Sitting in the Ambassador Hotel the night before my departure- despite being behind blast walls and buried within a patchwork of streets sealed to vehicle traffic- I muse how remarkably safe Somaliland feels. Perhaps it’s an expectation thing, comparing it to the myth of Somalia, Number One Failed State. But I feel more relaxed here than I have in a range of other locales- Nairobi, Abeche, Port Moresby, and a bunch of others besides.
That feeling of safety evaporates with my departure from the airport. The same airplane with the shattered windshield is waiting for me. I learn that our pilot is a 23-year-old lad from Mexico, and that three weeks ago the aircraft had two failed attempts at take-off, and then, the next day, an emergency landing due to engine-failure as it tried to leave Hargeisa. The only person on the flight more nervous than I is the Hungarian aid worker who tells me these stories, as he was on the plane both times. We watch a squall-line slowly closing on the airstrip, a single patch of blue sky ringed by dark grey hanging stubbornly over the airport itself. I find myself hoping the incoming flight won’t land before the storms get here so we won’t have to fly into them. No such luck. We take off into the turbulent clouds, me hanging on to the arm-rest with white knuckles, and it’s not until we’re above the storm twenty minutes later that my ears stop straining for the sound of an engine dying and I know we’re not about to die.
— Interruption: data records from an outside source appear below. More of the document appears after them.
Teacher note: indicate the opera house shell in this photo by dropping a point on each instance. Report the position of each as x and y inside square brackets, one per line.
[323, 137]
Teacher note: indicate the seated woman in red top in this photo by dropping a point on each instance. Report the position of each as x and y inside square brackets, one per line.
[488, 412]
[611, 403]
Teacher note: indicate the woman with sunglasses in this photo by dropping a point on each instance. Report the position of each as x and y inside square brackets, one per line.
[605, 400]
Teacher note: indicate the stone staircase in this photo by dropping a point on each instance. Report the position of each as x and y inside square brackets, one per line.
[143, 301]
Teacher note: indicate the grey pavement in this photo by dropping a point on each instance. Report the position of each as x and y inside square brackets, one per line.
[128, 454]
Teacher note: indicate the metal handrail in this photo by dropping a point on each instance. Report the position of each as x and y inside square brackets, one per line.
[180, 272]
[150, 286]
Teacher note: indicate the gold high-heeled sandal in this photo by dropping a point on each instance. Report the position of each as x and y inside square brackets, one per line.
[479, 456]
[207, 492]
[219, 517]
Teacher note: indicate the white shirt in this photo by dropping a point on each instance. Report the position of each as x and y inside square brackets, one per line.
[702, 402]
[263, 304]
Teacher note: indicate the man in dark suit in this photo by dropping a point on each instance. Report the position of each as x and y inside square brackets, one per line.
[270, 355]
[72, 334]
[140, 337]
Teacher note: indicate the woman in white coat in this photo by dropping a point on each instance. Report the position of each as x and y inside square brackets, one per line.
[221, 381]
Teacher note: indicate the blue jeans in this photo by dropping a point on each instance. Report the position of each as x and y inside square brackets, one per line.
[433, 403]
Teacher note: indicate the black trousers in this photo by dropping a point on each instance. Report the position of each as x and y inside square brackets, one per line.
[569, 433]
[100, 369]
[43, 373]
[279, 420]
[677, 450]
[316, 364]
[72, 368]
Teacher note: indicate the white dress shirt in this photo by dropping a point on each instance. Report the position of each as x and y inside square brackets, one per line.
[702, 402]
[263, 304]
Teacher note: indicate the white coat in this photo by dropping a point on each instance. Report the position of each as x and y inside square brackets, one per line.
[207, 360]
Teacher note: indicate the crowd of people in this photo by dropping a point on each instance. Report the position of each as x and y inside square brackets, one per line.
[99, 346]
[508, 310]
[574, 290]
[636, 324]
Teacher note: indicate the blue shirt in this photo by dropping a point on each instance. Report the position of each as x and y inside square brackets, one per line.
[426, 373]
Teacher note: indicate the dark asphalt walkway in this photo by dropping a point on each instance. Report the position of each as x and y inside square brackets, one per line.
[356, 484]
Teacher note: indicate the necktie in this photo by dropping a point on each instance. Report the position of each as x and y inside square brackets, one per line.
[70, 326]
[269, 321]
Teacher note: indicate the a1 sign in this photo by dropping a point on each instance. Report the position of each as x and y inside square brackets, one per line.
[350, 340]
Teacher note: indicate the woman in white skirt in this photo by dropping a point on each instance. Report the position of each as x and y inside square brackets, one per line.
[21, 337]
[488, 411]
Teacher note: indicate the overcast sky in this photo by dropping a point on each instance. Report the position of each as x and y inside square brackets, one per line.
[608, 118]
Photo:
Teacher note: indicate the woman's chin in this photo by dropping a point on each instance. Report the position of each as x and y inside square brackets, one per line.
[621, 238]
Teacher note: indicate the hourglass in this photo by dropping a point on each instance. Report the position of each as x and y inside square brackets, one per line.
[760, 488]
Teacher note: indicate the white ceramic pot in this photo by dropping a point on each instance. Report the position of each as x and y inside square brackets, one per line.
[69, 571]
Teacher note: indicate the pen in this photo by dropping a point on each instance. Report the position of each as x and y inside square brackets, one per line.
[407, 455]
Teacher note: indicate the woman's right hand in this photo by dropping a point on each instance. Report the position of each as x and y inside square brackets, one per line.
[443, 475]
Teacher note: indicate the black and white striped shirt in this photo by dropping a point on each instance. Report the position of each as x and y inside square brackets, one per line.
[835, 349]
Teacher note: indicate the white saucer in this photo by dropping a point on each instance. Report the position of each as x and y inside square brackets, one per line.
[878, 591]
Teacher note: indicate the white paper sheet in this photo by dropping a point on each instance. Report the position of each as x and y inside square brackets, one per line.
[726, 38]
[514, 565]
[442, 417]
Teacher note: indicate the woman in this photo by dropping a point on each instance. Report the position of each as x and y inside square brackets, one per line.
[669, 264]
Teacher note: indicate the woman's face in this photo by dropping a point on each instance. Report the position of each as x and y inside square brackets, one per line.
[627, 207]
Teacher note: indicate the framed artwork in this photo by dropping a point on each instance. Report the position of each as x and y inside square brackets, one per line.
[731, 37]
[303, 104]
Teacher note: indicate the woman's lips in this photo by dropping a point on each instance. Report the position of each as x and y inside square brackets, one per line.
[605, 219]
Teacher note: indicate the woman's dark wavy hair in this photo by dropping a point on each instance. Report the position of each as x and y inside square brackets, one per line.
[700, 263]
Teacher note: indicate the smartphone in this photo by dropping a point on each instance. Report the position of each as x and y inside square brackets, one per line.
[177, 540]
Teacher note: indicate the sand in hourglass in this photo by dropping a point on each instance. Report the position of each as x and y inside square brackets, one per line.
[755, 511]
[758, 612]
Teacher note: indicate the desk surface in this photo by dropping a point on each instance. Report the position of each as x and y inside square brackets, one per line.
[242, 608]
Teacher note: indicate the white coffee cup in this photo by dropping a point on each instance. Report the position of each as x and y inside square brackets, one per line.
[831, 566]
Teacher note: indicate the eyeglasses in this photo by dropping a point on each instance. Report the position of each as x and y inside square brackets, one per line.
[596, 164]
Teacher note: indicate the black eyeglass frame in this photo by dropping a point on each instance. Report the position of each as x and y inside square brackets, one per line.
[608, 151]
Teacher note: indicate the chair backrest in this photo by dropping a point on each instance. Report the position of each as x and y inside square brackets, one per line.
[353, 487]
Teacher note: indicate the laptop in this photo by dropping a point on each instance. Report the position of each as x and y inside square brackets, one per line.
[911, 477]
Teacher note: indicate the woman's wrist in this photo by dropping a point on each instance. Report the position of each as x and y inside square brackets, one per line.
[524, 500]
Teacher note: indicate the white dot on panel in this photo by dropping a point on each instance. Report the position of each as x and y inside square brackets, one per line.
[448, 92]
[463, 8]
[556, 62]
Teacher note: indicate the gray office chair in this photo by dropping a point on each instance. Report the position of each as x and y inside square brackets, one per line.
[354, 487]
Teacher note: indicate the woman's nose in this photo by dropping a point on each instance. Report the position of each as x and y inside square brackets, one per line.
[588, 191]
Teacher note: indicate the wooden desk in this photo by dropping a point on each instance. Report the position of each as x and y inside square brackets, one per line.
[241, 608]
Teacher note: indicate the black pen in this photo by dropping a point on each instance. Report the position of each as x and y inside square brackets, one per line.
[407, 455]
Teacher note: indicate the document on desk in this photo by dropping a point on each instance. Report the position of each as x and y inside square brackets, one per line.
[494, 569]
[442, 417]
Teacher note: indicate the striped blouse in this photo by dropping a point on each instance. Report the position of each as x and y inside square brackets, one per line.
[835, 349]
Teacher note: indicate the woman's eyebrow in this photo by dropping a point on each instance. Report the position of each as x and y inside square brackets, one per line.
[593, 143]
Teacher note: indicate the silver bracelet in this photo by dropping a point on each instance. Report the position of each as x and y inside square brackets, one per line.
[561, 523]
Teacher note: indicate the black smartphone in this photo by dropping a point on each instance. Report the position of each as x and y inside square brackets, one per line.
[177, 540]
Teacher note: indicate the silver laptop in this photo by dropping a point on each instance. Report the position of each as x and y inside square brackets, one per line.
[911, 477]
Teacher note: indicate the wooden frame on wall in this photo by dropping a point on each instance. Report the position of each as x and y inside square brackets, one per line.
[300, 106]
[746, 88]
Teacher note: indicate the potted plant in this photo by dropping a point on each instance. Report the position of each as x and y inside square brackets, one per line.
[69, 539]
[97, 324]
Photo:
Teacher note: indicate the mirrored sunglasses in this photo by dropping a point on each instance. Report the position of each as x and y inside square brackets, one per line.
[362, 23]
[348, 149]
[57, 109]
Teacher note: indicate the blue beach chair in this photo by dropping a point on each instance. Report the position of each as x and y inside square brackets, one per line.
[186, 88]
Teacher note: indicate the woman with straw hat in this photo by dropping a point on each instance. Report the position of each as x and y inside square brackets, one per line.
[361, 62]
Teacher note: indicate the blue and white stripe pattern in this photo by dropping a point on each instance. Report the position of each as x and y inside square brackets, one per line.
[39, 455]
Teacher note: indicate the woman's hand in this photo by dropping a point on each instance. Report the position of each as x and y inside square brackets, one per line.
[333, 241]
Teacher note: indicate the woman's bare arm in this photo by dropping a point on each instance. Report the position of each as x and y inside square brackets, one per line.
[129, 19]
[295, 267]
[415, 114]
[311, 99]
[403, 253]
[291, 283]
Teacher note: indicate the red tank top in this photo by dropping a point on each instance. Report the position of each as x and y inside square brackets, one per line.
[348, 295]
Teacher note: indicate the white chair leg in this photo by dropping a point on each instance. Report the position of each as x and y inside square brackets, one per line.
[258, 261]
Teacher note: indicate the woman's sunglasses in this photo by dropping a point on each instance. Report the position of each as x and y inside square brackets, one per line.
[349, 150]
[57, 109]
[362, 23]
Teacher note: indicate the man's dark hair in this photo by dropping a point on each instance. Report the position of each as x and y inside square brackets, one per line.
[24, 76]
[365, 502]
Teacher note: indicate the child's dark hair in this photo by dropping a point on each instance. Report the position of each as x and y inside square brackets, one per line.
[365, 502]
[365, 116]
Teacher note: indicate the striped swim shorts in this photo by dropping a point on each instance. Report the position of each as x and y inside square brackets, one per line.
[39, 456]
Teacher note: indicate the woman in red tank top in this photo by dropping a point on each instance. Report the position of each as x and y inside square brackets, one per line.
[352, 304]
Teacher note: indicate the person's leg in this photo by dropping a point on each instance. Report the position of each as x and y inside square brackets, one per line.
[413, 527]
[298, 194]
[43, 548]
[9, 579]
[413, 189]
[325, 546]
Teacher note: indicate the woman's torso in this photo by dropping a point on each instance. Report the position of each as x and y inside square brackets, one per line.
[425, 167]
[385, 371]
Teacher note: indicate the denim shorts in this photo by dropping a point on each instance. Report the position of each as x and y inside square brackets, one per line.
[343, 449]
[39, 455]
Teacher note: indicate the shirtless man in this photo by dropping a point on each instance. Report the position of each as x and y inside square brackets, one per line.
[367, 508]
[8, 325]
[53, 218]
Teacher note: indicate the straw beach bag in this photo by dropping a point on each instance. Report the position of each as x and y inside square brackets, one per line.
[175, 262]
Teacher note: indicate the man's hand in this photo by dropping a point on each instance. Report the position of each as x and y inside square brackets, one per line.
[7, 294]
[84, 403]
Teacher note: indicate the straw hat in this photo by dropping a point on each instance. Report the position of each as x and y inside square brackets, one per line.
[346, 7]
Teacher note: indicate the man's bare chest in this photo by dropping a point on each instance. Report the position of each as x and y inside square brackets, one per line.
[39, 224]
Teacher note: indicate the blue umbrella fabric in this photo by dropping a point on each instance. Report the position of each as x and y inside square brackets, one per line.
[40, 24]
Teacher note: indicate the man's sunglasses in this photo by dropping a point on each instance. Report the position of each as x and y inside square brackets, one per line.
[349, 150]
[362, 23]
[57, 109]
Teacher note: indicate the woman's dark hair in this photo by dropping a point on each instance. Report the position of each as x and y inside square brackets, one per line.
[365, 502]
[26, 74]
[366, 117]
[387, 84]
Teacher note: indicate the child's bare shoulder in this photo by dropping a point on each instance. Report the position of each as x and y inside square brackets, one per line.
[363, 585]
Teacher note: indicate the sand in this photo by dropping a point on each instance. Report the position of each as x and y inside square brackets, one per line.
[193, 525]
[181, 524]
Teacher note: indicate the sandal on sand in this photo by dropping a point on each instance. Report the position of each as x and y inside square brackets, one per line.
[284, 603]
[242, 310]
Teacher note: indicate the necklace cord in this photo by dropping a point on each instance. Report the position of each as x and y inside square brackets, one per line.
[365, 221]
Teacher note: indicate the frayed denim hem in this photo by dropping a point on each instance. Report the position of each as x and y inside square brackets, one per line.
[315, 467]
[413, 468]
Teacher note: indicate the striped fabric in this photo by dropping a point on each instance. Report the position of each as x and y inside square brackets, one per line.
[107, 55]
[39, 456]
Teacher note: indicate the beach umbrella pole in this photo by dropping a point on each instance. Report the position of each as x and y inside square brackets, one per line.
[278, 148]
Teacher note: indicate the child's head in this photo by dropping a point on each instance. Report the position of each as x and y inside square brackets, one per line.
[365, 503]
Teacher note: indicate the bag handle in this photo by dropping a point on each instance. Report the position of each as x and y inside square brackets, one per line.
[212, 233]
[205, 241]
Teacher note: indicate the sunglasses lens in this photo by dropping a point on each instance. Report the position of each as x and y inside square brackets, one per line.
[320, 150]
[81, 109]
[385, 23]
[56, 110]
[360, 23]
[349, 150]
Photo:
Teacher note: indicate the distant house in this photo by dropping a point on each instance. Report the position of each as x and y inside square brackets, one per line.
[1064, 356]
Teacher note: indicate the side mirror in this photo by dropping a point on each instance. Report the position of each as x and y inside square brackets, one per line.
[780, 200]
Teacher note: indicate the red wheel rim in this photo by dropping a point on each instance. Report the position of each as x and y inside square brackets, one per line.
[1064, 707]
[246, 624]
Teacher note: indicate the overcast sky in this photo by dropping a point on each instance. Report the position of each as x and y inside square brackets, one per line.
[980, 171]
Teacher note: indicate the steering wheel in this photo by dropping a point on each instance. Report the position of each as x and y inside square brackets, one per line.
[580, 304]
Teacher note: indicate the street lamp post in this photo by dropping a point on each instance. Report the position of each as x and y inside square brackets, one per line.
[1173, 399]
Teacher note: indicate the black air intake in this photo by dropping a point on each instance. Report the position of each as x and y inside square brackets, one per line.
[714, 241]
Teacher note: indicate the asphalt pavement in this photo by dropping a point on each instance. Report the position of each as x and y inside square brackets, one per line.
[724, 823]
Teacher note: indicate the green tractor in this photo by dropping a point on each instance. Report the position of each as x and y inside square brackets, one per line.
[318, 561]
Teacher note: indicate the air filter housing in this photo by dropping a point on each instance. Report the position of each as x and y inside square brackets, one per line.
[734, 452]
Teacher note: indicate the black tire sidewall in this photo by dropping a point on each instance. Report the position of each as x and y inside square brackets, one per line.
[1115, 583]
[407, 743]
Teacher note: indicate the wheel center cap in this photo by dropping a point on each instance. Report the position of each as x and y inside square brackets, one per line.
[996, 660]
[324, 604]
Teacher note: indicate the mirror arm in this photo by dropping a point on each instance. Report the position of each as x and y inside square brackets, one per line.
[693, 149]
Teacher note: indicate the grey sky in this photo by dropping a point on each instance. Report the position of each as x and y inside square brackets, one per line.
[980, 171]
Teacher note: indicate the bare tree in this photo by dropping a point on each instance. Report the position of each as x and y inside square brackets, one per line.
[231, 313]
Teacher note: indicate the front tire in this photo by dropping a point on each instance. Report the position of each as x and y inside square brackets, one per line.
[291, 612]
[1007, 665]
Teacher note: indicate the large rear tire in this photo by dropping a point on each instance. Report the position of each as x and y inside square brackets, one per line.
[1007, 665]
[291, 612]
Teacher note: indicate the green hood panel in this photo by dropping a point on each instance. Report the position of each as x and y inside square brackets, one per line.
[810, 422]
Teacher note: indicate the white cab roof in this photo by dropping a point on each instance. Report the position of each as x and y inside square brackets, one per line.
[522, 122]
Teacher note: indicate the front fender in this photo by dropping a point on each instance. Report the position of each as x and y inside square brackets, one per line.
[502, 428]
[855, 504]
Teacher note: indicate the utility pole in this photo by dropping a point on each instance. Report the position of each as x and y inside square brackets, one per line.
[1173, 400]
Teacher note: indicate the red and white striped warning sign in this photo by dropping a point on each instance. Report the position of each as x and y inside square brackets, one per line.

We touch down in a small village in northern Kenya. It’s a tarmac strip surrounded by round thatch-roofed tukuls and a small administration building. In contrast to stormy Hargeisa, here the afternoon sunlight is strong from a clear blue sky, and it makes the soil achingly red. We’re processed through immigration- they don’t like letting the Somalis get too close to Nairobi in case they’re entering illegally, I guess- and we’re back at Jomo Kenyatta by sundown. We glide through the same smokey haze into Nairobi’s mix of grey, green and red. An hour later I’m winding through rush-hour traffic back to the hotel in the back seat of a hire taxi, quietly scanning for carjackers. Just another day in the office.